A GRAPHIC report about the sex lives of penguins that was too explicit to make public 100 years ago, was discovered at the Natural History Museum (NHM) in Tring.
The Sexual Habits of the Adélie Penguins was written in 1915 by Dr George Levick following his observation of the birds during Captain Scott’s famous 1910 polar expedition.
The descriptions of ‘hooligan’ behaviour such as rape, homosexuality, abuse of chicks and necrophilia were so shocking they were taken out of Dr Levick’s original report and only published to a few scientists.
Only two of those pamphlets remain and curator Douglas Russell found them hidden in the museum’s bird collection.
He said: “One hundred years on from Captain Scott’s last expedition, it is astonishing to find these extraordinary unpublished notes.
“The suppressed paper he attempted to publish is a fascinating insight into how far our understanding of the natural world has progressed.”
Mr Russell and his colleagues Prof William Sladen and penguin researcher David Ainley, have reinterpreted the observations and published them in the latest issue of the journal Polar Record.

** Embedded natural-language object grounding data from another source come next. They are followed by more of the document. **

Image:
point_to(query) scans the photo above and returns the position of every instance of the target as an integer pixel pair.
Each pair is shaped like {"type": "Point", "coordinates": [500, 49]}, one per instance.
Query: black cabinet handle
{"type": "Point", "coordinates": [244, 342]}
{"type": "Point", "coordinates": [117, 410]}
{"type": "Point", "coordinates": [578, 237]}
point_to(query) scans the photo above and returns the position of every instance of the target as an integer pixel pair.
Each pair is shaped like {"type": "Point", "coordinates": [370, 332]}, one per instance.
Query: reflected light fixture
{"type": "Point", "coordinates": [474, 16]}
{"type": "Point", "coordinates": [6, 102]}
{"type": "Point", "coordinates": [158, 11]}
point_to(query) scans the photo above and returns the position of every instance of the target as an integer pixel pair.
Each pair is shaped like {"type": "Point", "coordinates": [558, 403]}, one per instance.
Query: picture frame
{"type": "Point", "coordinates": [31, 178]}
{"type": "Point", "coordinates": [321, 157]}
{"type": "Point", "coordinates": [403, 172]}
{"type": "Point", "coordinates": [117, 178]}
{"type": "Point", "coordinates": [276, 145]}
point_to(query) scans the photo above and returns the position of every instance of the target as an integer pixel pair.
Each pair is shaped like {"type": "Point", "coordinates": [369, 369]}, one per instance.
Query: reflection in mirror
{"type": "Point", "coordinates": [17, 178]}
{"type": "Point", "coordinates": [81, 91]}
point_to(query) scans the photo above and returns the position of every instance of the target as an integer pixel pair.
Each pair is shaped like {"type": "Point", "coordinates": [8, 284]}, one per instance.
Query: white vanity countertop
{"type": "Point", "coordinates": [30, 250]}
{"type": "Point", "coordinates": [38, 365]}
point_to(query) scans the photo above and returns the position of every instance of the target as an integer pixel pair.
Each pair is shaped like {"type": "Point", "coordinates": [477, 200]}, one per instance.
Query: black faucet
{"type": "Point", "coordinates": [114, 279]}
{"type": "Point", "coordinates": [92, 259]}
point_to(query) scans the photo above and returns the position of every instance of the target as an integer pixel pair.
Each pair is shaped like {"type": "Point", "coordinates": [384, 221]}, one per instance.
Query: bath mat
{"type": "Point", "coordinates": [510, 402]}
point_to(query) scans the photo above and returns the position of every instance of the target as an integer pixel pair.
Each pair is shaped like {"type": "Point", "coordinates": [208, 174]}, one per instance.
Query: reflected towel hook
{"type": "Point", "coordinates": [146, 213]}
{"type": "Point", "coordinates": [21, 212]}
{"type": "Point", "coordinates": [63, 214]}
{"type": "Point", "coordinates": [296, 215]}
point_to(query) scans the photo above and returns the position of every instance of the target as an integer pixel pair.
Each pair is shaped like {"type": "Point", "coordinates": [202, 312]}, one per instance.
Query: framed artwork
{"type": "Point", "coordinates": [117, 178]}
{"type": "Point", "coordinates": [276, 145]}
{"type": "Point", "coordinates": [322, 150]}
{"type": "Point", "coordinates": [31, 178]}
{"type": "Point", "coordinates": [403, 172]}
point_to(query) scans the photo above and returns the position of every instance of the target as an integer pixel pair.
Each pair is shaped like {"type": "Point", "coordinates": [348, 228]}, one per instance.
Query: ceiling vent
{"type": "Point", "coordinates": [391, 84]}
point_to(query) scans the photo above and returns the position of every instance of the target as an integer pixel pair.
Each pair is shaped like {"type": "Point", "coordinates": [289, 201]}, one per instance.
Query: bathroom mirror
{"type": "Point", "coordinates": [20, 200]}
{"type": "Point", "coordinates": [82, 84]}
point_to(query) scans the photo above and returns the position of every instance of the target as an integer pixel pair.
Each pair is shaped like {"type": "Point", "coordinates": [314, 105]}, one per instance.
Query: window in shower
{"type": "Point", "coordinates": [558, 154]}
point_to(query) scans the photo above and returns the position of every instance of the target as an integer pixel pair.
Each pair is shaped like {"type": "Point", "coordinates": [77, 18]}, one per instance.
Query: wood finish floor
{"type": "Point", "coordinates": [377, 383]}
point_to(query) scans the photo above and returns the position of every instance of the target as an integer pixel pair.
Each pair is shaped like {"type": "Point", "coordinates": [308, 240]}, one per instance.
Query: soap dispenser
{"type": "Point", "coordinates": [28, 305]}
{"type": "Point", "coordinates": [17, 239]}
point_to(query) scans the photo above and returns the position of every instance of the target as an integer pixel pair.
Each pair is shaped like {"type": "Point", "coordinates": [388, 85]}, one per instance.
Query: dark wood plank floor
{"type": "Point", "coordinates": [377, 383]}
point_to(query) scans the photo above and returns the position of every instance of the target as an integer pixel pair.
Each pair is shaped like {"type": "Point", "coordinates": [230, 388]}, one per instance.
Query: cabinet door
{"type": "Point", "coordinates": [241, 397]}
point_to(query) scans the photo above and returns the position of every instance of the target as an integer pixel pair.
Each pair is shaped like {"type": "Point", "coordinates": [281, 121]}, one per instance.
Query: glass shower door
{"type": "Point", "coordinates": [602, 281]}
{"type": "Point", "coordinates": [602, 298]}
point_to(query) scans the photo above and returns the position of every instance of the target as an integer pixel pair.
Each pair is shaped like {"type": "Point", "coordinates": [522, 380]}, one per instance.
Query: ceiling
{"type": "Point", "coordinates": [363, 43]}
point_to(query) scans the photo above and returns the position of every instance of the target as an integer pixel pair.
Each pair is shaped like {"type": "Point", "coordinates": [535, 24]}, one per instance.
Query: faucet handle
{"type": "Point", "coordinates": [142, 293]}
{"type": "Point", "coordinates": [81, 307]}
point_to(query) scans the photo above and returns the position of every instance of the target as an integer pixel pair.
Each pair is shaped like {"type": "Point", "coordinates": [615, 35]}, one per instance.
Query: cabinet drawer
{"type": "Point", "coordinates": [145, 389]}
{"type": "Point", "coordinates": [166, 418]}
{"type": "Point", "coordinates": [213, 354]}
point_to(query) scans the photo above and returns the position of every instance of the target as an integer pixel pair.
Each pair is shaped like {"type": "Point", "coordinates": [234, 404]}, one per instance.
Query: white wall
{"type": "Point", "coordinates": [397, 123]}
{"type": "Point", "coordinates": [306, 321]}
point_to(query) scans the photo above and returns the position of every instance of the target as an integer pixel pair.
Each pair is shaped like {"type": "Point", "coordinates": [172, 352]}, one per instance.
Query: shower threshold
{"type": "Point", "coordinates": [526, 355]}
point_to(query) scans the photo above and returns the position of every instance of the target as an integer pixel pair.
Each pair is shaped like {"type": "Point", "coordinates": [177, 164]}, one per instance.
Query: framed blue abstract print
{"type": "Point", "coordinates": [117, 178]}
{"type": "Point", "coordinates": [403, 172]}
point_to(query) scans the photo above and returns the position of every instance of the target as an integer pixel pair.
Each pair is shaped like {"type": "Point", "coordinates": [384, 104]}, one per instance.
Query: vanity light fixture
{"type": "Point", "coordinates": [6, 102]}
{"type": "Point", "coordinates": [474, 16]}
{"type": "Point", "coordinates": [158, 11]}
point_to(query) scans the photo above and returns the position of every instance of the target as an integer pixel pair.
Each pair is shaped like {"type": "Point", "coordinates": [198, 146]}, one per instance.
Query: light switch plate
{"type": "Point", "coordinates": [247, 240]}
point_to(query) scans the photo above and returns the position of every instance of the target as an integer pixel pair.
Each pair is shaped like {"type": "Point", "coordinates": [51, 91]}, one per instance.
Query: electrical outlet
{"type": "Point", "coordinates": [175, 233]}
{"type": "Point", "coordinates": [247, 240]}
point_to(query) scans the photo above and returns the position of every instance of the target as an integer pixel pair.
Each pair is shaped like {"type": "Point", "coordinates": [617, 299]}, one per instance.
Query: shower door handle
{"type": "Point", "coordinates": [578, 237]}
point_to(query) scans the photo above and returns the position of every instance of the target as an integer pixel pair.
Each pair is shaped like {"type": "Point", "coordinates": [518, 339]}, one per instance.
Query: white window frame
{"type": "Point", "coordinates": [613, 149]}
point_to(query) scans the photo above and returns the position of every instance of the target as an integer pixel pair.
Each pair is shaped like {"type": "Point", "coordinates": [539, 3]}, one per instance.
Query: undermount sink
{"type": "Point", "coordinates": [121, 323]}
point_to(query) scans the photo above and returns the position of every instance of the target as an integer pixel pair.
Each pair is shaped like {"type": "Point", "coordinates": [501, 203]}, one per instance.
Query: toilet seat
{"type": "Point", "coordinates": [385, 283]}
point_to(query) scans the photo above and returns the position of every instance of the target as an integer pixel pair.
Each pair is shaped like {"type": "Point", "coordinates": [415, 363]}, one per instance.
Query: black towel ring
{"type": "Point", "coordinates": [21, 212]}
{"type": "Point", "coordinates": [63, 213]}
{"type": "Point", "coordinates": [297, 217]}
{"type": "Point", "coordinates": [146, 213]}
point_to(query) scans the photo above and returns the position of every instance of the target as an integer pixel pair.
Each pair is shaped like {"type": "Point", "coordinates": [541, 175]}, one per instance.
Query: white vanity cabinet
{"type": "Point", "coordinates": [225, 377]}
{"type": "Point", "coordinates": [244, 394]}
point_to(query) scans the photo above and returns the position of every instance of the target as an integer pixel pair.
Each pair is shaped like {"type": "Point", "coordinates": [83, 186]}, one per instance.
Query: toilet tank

Also Dr Levick’s notes and penguin specimens are currently on display in London at NHM’s exhibition on Scott’s Last Expedition.
Mr Russell said: “Levick was decades ahead of his time in making these observations – it wasn’t until the 1960s that scientists felt empowered to objectively interpret sexual behaviours in animals.
“It is only really now when looking at the rediscovered paper and field notes together that we can completely interpret some of the behaviours to which Levick alluded yet never described in his other publications.”